In Ontario, the McGuinty government was injecting $520 million over 12 years into developing the sector and, in 2007, put a five per cent ethanol mandate for gasoline that was increased to 10 per cent in 2017.
While part of the idea was to reduce greenhouse gas emissions, the move also viscerally affected grain production in the province.
“It changed the grain economy,” says Phil Shaw, a grain farmer, long-time commodity market commentator and agricultural economist. “Now, about 33 to 35 per cent of Ontario corn goes into ethanol production, where before, very little went into industrial use.”
He notes that the move increased cash prices and the industry is still benefiting from those decisions and actions today.
WEATHER EFFECTS AND DOMESTIC CHANGES
Shaw says that drought in the U.S. Midwest in 2012 combined with the increased demand from the ethanol industry spiked corn futures prices to as much as $8.49. Predictably, a glut in the market ensued, causing prices to fall off in 2013-14.
“As they say, nothing cures high prices like high prices,” Austin says.
He notes that two big changes in the grain industry affected the domestic landscape: the end of the Canadian Wheat Board, which opened markets out west and the expansion of shipping ports — especially in Hamilton, which went from one to three terminals in that amount of time.
“It’s really turned into a nice hub for agricultural products — with Richardson’s, Parrish & Heimbecker and G3,” he says.
The recent trade wars — especially between the U.S. and China — have definitely had a dampening effect on prices, according to all three experts.
“I’m answering the phone call from the producer looking to sell grain as well as from the person looking to buy that grain and trade it on the world market,” Robinson says, adding that demand over the past five years seemed almost limitless.
“Prior to the trade wars, there was a healthy demand for almost all of Ontario’s volume.” Now, he’s noticing a real contraction of that demand.

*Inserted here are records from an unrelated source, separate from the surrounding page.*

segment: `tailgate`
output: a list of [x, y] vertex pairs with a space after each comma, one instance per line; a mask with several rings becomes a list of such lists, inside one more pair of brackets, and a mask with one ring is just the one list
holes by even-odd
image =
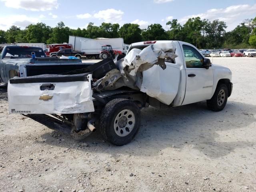
[[80, 113], [94, 111], [92, 75], [42, 75], [11, 79], [10, 114]]

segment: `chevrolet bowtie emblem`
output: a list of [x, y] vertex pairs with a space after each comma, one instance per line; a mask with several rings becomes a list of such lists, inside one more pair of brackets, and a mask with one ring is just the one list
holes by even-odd
[[48, 101], [49, 99], [52, 99], [52, 97], [53, 97], [53, 95], [44, 94], [42, 96], [40, 96], [39, 99], [40, 100], [44, 100], [44, 101]]

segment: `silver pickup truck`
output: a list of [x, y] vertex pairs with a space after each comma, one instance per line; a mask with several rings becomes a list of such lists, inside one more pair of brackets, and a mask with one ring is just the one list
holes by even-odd
[[47, 58], [42, 48], [38, 47], [10, 46], [0, 50], [0, 76], [4, 83], [14, 77], [59, 74], [89, 64], [82, 63], [80, 59]]

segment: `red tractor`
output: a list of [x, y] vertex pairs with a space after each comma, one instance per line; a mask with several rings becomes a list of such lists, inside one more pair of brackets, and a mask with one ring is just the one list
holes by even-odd
[[116, 55], [122, 55], [122, 52], [118, 50], [113, 50], [110, 45], [102, 45], [101, 51], [100, 52], [100, 57], [101, 59], [105, 59], [111, 57], [113, 59]]

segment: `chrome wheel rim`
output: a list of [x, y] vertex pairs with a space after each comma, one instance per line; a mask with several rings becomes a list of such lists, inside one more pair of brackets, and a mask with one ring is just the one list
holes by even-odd
[[218, 105], [220, 106], [223, 104], [225, 101], [225, 98], [226, 94], [225, 91], [223, 89], [221, 90], [218, 94], [218, 98], [217, 99], [217, 103]]
[[124, 109], [116, 116], [114, 128], [117, 135], [125, 137], [132, 132], [135, 125], [135, 116], [133, 112], [129, 109]]
[[102, 54], [102, 58], [104, 59], [106, 59], [107, 58], [108, 58], [108, 56], [106, 54]]

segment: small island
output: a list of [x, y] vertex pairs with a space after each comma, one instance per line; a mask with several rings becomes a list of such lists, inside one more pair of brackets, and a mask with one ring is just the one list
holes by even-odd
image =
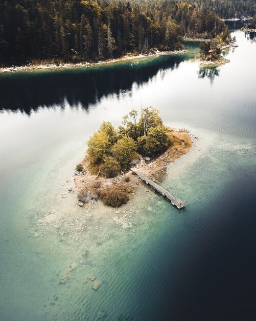
[[241, 30], [245, 32], [256, 32], [256, 14], [252, 17], [250, 24], [246, 24]]
[[203, 41], [200, 45], [201, 67], [215, 68], [229, 63], [228, 59], [221, 55], [221, 50], [230, 47], [237, 47], [236, 37], [229, 38], [227, 36], [224, 42], [218, 35], [214, 39]]
[[87, 145], [75, 173], [79, 205], [100, 198], [119, 207], [133, 196], [139, 184], [131, 168], [161, 180], [167, 165], [187, 153], [192, 140], [188, 130], [165, 126], [159, 111], [149, 107], [132, 110], [117, 129], [104, 122]]

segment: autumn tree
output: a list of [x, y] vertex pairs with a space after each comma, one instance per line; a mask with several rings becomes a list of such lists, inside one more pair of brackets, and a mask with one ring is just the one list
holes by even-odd
[[136, 156], [136, 146], [130, 137], [125, 136], [119, 139], [111, 148], [113, 157], [120, 164], [122, 168], [127, 170], [130, 163]]
[[108, 135], [103, 131], [94, 133], [87, 142], [87, 152], [91, 165], [100, 164], [110, 150]]

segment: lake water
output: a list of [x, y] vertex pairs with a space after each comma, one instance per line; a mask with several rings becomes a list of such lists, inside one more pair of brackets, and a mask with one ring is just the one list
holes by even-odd
[[[196, 49], [0, 75], [1, 320], [255, 319], [256, 42], [234, 35], [214, 69]], [[165, 181], [185, 210], [143, 186], [118, 214], [78, 208], [64, 193], [88, 137], [149, 105], [198, 137]], [[38, 223], [49, 214], [61, 219]], [[123, 215], [128, 230], [112, 219]]]

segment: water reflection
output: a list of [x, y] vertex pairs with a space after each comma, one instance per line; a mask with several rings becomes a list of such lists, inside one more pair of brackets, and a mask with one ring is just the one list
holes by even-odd
[[210, 79], [211, 84], [213, 84], [215, 77], [219, 77], [220, 75], [220, 69], [218, 68], [200, 68], [197, 72], [198, 78], [204, 78], [207, 77]]
[[139, 86], [155, 76], [159, 70], [178, 68], [188, 55], [160, 56], [150, 60], [115, 65], [53, 72], [0, 76], [0, 110], [19, 109], [28, 114], [39, 106], [58, 105], [64, 99], [73, 107], [87, 109], [102, 97], [118, 96]]

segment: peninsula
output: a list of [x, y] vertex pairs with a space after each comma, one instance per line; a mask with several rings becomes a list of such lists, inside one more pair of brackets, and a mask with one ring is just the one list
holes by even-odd
[[132, 198], [139, 180], [136, 170], [152, 180], [161, 180], [169, 163], [192, 145], [188, 130], [168, 128], [152, 107], [132, 110], [116, 130], [103, 122], [89, 138], [87, 154], [76, 167], [74, 183], [79, 205], [98, 198], [119, 207]]

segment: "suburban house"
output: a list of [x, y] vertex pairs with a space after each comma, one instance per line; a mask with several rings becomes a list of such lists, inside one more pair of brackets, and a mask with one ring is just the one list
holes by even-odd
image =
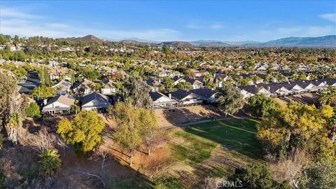
[[56, 92], [58, 94], [66, 94], [70, 91], [71, 84], [65, 80], [62, 80], [57, 84], [53, 85], [52, 88], [56, 89]]
[[218, 88], [223, 88], [223, 82], [227, 80], [230, 77], [226, 74], [214, 74], [214, 83]]
[[81, 100], [82, 110], [104, 112], [110, 106], [108, 97], [93, 92], [84, 96]]
[[209, 72], [205, 70], [196, 70], [196, 69], [191, 69], [190, 71], [195, 74], [195, 76], [196, 78], [203, 77], [205, 75], [208, 74]]
[[150, 92], [149, 95], [153, 100], [153, 106], [155, 108], [167, 108], [177, 106], [178, 102], [172, 99], [172, 95], [167, 97], [159, 92]]
[[260, 83], [255, 85], [240, 86], [239, 88], [244, 98], [256, 94], [267, 97], [287, 96], [319, 90], [325, 90], [329, 86], [336, 88], [336, 79], [326, 78], [312, 80], [297, 80], [279, 83]]
[[206, 101], [207, 102], [215, 102], [218, 94], [218, 91], [208, 88], [191, 90], [190, 90], [190, 92], [197, 94], [204, 101]]
[[183, 78], [182, 77], [180, 77], [180, 76], [175, 76], [173, 78], [173, 80], [174, 80], [174, 85], [176, 85], [177, 84], [178, 84], [178, 83], [180, 82], [182, 82], [182, 81], [186, 81], [186, 80], [183, 80]]
[[24, 82], [18, 83], [18, 85], [20, 93], [30, 94], [35, 88], [41, 85], [38, 73], [29, 71]]
[[159, 91], [160, 86], [161, 85], [161, 79], [155, 79], [149, 78], [146, 83], [150, 86], [151, 91]]
[[100, 90], [102, 94], [104, 95], [111, 95], [115, 93], [117, 90], [115, 89], [114, 83], [111, 80], [104, 80], [103, 83], [105, 85], [104, 88]]
[[69, 94], [57, 95], [44, 100], [42, 113], [47, 115], [69, 114], [71, 106], [75, 103], [75, 98]]
[[183, 80], [182, 81], [190, 83], [191, 85], [192, 86], [192, 89], [200, 89], [203, 87], [203, 83], [202, 83], [202, 81], [200, 81], [197, 79], [185, 78], [183, 78]]
[[92, 92], [92, 85], [93, 82], [84, 79], [82, 82], [76, 83], [72, 90], [74, 93], [79, 95], [85, 95]]
[[255, 85], [248, 86], [239, 86], [238, 87], [238, 88], [240, 89], [244, 98], [249, 98], [258, 94], [263, 94], [267, 97], [273, 96], [273, 94], [270, 90], [265, 89], [263, 86], [261, 85], [258, 86], [257, 85]]
[[178, 102], [181, 106], [201, 104], [203, 99], [199, 95], [184, 90], [178, 90], [170, 93], [172, 99]]

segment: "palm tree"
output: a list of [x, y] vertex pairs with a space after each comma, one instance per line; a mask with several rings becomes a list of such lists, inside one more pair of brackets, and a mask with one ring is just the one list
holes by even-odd
[[57, 150], [46, 150], [40, 158], [39, 171], [45, 176], [52, 176], [61, 169], [61, 159]]

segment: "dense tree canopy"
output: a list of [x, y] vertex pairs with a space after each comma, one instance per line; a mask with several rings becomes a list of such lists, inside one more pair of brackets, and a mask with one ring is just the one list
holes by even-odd
[[57, 133], [65, 141], [74, 144], [77, 150], [86, 153], [100, 144], [105, 123], [97, 113], [81, 111], [72, 122], [62, 119], [57, 127]]
[[274, 111], [278, 106], [272, 99], [264, 94], [257, 94], [248, 99], [251, 111], [254, 115], [265, 117]]
[[244, 106], [243, 95], [234, 86], [225, 84], [219, 91], [218, 108], [226, 113], [233, 114]]
[[267, 150], [307, 150], [313, 158], [332, 160], [335, 149], [328, 138], [327, 125], [333, 115], [330, 106], [321, 109], [313, 106], [290, 103], [279, 106], [258, 125], [258, 137]]

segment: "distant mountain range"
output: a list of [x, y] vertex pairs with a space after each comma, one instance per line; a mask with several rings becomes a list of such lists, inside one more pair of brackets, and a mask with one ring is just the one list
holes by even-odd
[[[88, 35], [78, 38], [68, 38], [68, 39], [78, 41], [83, 40], [88, 42], [94, 42], [102, 44], [104, 40], [100, 39], [92, 35]], [[336, 35], [319, 36], [319, 37], [288, 37], [267, 42], [258, 42], [252, 41], [220, 41], [215, 40], [198, 40], [194, 41], [164, 41], [143, 40], [139, 38], [125, 38], [118, 41], [125, 44], [139, 44], [148, 46], [168, 46], [175, 47], [187, 46], [255, 46], [255, 47], [324, 47], [336, 48]]]
[[288, 37], [259, 44], [262, 46], [295, 46], [295, 47], [336, 47], [336, 35], [320, 37]]

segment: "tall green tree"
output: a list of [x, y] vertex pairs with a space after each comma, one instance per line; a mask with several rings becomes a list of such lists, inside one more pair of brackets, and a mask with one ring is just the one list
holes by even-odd
[[40, 106], [35, 102], [31, 102], [26, 108], [26, 116], [30, 118], [41, 117]]
[[142, 78], [131, 77], [124, 83], [124, 96], [136, 107], [150, 108], [153, 100], [149, 95], [150, 86]]
[[274, 112], [277, 107], [277, 104], [271, 98], [264, 94], [256, 94], [248, 99], [251, 111], [254, 115], [265, 117]]
[[155, 113], [144, 108], [136, 108], [130, 103], [118, 102], [108, 108], [108, 113], [117, 123], [115, 139], [120, 147], [130, 150], [130, 165], [133, 153], [144, 142], [148, 154], [157, 139], [158, 120]]
[[130, 164], [132, 165], [134, 150], [142, 142], [139, 114], [130, 103], [118, 102], [109, 108], [109, 113], [117, 122], [114, 137], [120, 147], [130, 151]]
[[46, 150], [40, 155], [38, 170], [45, 176], [51, 176], [61, 169], [62, 161], [57, 150]]
[[192, 85], [189, 82], [180, 82], [176, 85], [176, 88], [181, 90], [192, 90]]
[[48, 99], [56, 96], [56, 89], [54, 88], [42, 85], [41, 87], [35, 88], [31, 91], [31, 94], [30, 95], [38, 99]]
[[241, 181], [244, 188], [284, 188], [284, 186], [273, 179], [270, 167], [265, 164], [251, 164], [246, 169], [236, 169], [233, 177]]
[[223, 85], [217, 99], [218, 108], [225, 113], [233, 114], [243, 108], [243, 95], [240, 90], [230, 84]]
[[92, 150], [102, 141], [105, 122], [93, 111], [81, 111], [72, 122], [62, 119], [57, 125], [57, 133], [68, 144], [75, 146], [78, 153]]

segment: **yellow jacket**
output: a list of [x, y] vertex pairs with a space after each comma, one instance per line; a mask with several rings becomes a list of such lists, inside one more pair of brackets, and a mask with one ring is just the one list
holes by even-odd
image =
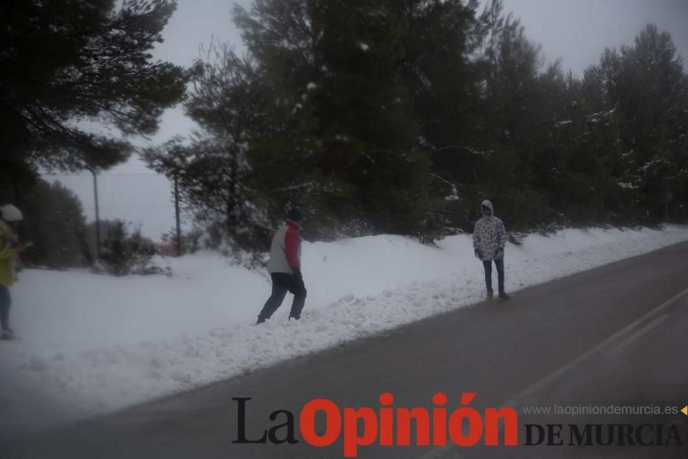
[[0, 286], [11, 287], [17, 281], [14, 263], [19, 254], [12, 247], [10, 228], [0, 222]]

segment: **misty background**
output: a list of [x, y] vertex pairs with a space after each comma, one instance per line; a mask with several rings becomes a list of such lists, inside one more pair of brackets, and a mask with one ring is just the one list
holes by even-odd
[[[489, 3], [483, 0], [482, 3]], [[598, 63], [605, 47], [632, 45], [647, 23], [669, 32], [682, 56], [688, 55], [688, 1], [685, 0], [504, 0], [504, 9], [521, 20], [526, 36], [541, 46], [546, 65], [557, 58], [563, 67], [578, 76]], [[237, 54], [244, 51], [232, 21], [234, 4], [248, 8], [250, 1], [179, 0], [162, 32], [154, 58], [188, 67], [211, 43], [228, 43]], [[150, 138], [133, 139], [140, 147], [160, 145], [196, 127], [181, 105], [167, 110], [158, 132]], [[87, 220], [95, 219], [93, 179], [90, 173], [51, 174], [81, 200]], [[124, 219], [141, 225], [142, 233], [158, 239], [174, 225], [171, 186], [166, 177], [146, 167], [137, 156], [98, 176], [101, 220]]]

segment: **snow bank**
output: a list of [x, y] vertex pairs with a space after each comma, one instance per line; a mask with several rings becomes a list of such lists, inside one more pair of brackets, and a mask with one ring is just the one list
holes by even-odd
[[[507, 290], [688, 240], [688, 229], [568, 229], [506, 248]], [[240, 375], [481, 300], [470, 235], [438, 247], [400, 236], [304, 243], [308, 297], [253, 326], [264, 272], [212, 253], [170, 259], [171, 277], [29, 270], [0, 343], [0, 438]], [[494, 282], [496, 286], [496, 273]]]

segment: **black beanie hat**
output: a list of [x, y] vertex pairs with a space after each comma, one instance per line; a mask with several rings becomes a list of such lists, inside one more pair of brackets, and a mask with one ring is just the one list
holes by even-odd
[[301, 222], [303, 220], [303, 215], [301, 215], [298, 209], [292, 209], [287, 214], [287, 218], [292, 222]]

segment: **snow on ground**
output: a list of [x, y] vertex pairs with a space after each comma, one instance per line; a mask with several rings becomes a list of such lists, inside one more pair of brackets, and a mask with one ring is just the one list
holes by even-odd
[[[507, 290], [686, 240], [679, 226], [530, 235], [506, 246]], [[485, 288], [470, 235], [438, 247], [389, 235], [304, 243], [301, 320], [288, 321], [288, 295], [257, 327], [266, 273], [210, 253], [168, 261], [171, 277], [22, 273], [11, 317], [21, 339], [0, 343], [0, 439], [370, 336], [476, 303]]]

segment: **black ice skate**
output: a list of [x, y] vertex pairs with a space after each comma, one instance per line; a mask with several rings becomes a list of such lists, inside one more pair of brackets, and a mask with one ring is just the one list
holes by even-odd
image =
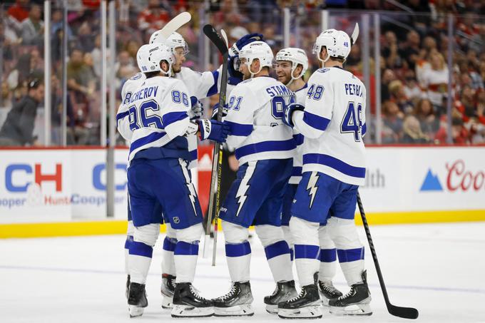
[[298, 296], [278, 304], [278, 316], [282, 319], [320, 319], [320, 305], [317, 284], [303, 286]]
[[145, 284], [131, 282], [128, 295], [130, 317], [141, 316], [147, 306], [148, 306], [148, 301], [145, 292]]
[[342, 292], [335, 288], [332, 282], [318, 281], [318, 291], [323, 306], [328, 306], [328, 301], [335, 299], [342, 295]]
[[330, 313], [335, 315], [371, 315], [372, 311], [369, 305], [371, 299], [367, 272], [364, 270], [362, 282], [354, 284], [348, 293], [336, 299], [330, 299], [328, 304]]
[[175, 290], [175, 277], [168, 274], [162, 274], [162, 307], [171, 309], [173, 307], [173, 292]]
[[249, 282], [233, 282], [228, 294], [213, 299], [214, 316], [251, 316], [255, 314], [251, 307], [252, 300], [251, 284]]
[[125, 296], [126, 296], [126, 299], [128, 299], [128, 294], [130, 290], [130, 275], [126, 277], [126, 290], [125, 291]]
[[190, 282], [179, 282], [173, 293], [172, 317], [203, 317], [214, 314], [214, 303], [199, 295]]
[[265, 297], [266, 312], [270, 314], [277, 314], [278, 303], [286, 302], [297, 295], [298, 293], [295, 288], [295, 280], [278, 282], [275, 292], [271, 295]]

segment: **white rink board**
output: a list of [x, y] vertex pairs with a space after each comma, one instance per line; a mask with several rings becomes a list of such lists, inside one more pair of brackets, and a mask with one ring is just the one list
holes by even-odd
[[[1, 155], [0, 223], [106, 217], [106, 150], [4, 150]], [[119, 219], [126, 217], [127, 155], [126, 149], [116, 150]], [[360, 192], [367, 212], [485, 210], [485, 147], [368, 148]]]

“Since July 2018 (when U.S. President Trump imposed stiff tariffs on Chinese goods), the rug’s been pulled out on agricultural demand for corn and soybeans,” says Shaw. “Soybean prices dropped $2.50 in about a month, and we’ve never recovered from that.” Corn prices have also been affected by an erosion of the demand for ethanol due to changes in U.S. domestic policy.
Add into the mix the fact that, while China represented about two-thirds of the global demand for soybeans in the past, the outbreak of African swine fever will slow demand for soybeans destined for hog feed, according to Austin.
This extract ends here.